Нет, на самом деле баюн понимал, что мстить надо вредной бабке и ее подельнику И что корзина — просто символ унижения и страданий, им перенесенных. Но удержаться не смог.

Потом схватил подушку зубами за угол и утащил в самый дальний угол под кроватью, куда враги уж точно не доберутся без шума и пыли. И затихарился там.

Оказалось, староста самоуправы стоял на пороге и за эпической битвой с ивовым прутяным изделием наблюдал. И хихикал про себя.

— А я говорил… — Севериныч довольно огладил бороду. — Баюн — это не какая-то там кукла. Дескать, «куколка, покушай, моего горя послушай…», а она тебе победу соорудит и жениха впридачу. К коту особенный подход требуется.

Вообще-то ничего он не говорил подобного. Это Луша сказала, что у кота не может быть хозяина.

— Не нужен мне ваш жених, — хмуро сощурилась Луша. — Ни впридачу, ни вообще. Доброй ночи!
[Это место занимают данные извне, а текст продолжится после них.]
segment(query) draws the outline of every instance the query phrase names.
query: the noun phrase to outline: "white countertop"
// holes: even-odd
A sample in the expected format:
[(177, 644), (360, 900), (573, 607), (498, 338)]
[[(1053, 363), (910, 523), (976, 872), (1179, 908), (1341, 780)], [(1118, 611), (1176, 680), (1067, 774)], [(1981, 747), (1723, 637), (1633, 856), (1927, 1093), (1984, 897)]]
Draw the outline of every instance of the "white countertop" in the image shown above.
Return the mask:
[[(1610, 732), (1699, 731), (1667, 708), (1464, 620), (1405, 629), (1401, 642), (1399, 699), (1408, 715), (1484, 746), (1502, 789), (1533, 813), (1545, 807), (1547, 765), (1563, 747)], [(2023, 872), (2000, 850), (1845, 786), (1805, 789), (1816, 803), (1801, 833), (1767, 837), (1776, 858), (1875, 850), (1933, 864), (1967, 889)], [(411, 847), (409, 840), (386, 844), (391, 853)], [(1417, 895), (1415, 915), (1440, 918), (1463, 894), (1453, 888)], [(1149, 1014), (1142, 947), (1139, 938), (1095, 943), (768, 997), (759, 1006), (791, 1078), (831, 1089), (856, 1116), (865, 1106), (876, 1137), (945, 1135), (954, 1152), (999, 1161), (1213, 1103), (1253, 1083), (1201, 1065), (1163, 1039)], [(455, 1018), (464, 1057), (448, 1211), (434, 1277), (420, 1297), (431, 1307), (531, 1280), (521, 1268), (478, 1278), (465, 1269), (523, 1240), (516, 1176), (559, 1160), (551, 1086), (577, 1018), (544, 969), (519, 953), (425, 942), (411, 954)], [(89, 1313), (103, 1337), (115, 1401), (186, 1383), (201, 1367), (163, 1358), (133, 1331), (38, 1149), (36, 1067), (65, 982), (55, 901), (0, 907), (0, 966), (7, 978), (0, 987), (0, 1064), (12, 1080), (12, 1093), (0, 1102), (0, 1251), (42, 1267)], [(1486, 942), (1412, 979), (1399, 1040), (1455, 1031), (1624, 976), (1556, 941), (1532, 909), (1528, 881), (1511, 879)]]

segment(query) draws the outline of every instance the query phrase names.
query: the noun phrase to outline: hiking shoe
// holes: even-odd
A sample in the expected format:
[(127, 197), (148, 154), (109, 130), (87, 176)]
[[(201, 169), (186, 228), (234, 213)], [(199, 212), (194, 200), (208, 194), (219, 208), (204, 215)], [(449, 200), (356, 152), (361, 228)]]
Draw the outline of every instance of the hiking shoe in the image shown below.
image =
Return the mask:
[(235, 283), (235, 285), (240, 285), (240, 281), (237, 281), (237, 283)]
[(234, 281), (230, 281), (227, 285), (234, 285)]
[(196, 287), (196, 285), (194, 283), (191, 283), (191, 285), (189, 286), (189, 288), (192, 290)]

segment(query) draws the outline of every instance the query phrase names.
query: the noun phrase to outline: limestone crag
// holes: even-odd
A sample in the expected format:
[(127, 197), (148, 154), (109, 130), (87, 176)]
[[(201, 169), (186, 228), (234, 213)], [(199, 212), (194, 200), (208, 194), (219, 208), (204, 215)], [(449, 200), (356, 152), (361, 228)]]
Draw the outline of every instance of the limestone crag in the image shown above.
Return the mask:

Сказано было таким тоном, что будь девушка ведьмой — ночь для большого начальства оказалась бы очень недоброй.

Пряталась за всем этим какая-то тайна.

Севериныч ушел. А Василий плотней забился под кровать, слушая, как та скрипит над ним, когда девушка ворочается, и как шуршат перины. Наконец утомленная Луша заснула.

А Василий не мог. Луна светила в горницу поверх занавески. В городе она из-за фонарей никогда не была такой яркой. А на душе у баюна кошки скребли, как бы странно это ни звучало.

Вроде он обрел дом, и еду не за преступления, и даже чин… Или должность? Или чин? И все равно… Тоска навалилась такая, что хотелось плюхнуться на пол и помереть. Но из-за анатомии он даже голову лапами обхватить не мог, ну разве что лежа. А так приходилось сидеть, опираясь на три ноги и хвост, а четвертую прижимать к очам жестом фейспалма.